After maybe ten minutes there came the sound of brisk footsteps and a petite but stylish woman walked in, hand extended. She was strikingly beautiful. In the half-light of the library I took her for about forty; only in the course of her conversation did it become clear that she must have been at least seventy, and possibly a good deal older than that.
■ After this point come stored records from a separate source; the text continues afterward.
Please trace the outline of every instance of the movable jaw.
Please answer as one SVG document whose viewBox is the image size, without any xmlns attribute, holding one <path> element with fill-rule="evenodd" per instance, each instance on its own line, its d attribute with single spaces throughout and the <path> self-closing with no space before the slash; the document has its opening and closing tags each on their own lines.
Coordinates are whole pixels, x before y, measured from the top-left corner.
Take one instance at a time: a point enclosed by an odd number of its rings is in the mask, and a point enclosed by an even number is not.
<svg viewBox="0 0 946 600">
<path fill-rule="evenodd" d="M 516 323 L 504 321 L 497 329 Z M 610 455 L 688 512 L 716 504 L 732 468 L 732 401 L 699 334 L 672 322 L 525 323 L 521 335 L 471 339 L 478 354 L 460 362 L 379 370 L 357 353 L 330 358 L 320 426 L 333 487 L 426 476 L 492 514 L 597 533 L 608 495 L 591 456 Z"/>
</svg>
'Do forgive me,' she said in an old-fashioned upper-class accent, the 'r's slurred almost into 'w's. 'I've been with the lawyer. We're having the most trying time with one of our neighbours. He's recently started behaving like a total gangster. All the institutions in Lebanon seem to have collapsed. Last year this man used his position to help himself to the funds of a hospital donated by my family for the benefit of the poor. Now he is now trying to claim a strip of my garden. You see, unfortunately the boundary wall was destroyed in the Syrian bombardment, and that was the start of the whole problem.'
'You were bombarded here?'
'Several times.'
'Who by? I thought this part of Beirut escaped the worst of the war.'
'The first time, in '75, it was by the Palestinians. Then there was a second, more serious bombardment by the Syrians in '76. I was the other side of Beirut when it began again: couldn't get across the Green Line. Eventually I found someone who was prepared to bribe the Syrians, brave the shells and take me acros
s. I arrived to find that the house had been appallingly battered. My son was here giving out water from the well in our garden to queues of people from the street. The Syrians had cut the water supply.'
'But the house was still standing?'
'Just about. This room was blown out by a phosphorus bomb. Came back to find the place looking like a surrealist picture. That entire wall had disappeared, but the bookcase was still standing, upright against the sky.'
Lady Cochrane arched her eyebrows: 'Next door the chandelier was blown apart in the blast, the mirrorwork ceiling was destroyed and my late husband's remarkable collection of fifteenth-century Chinese bowls was smashed.'
She stood up and led the way to the door into the hall. 'I suppose we were very lucky that none of the shells cut the main load-bearing pillars, otherwise the whole thing would have collapsed. But by pure good fortune most of them went straight through: down the passage, into the dining room and out the other side into the garden. Ruined my borders. Holes everywhere.'
'And you carried on living here, despite everything?'
'Oh yes. We lived in the shell for seven years. You can get used to anything. In time.'
'And you didn't rebuild?'
'There didn't seem much point while the shelling was continuing. It was 1985 before we felt it was worth trying to begin restoring the house.'
Lady Cochrane led the way into the main hall, an astonishing piece of mid-nineteenth-century Lebanese architecture enclosed by a quadrant of Saracenic arches. At the far end she pointed to an empty space on the wall; a shadow and a copper picture-hanger indicated where a large canvas had once hung.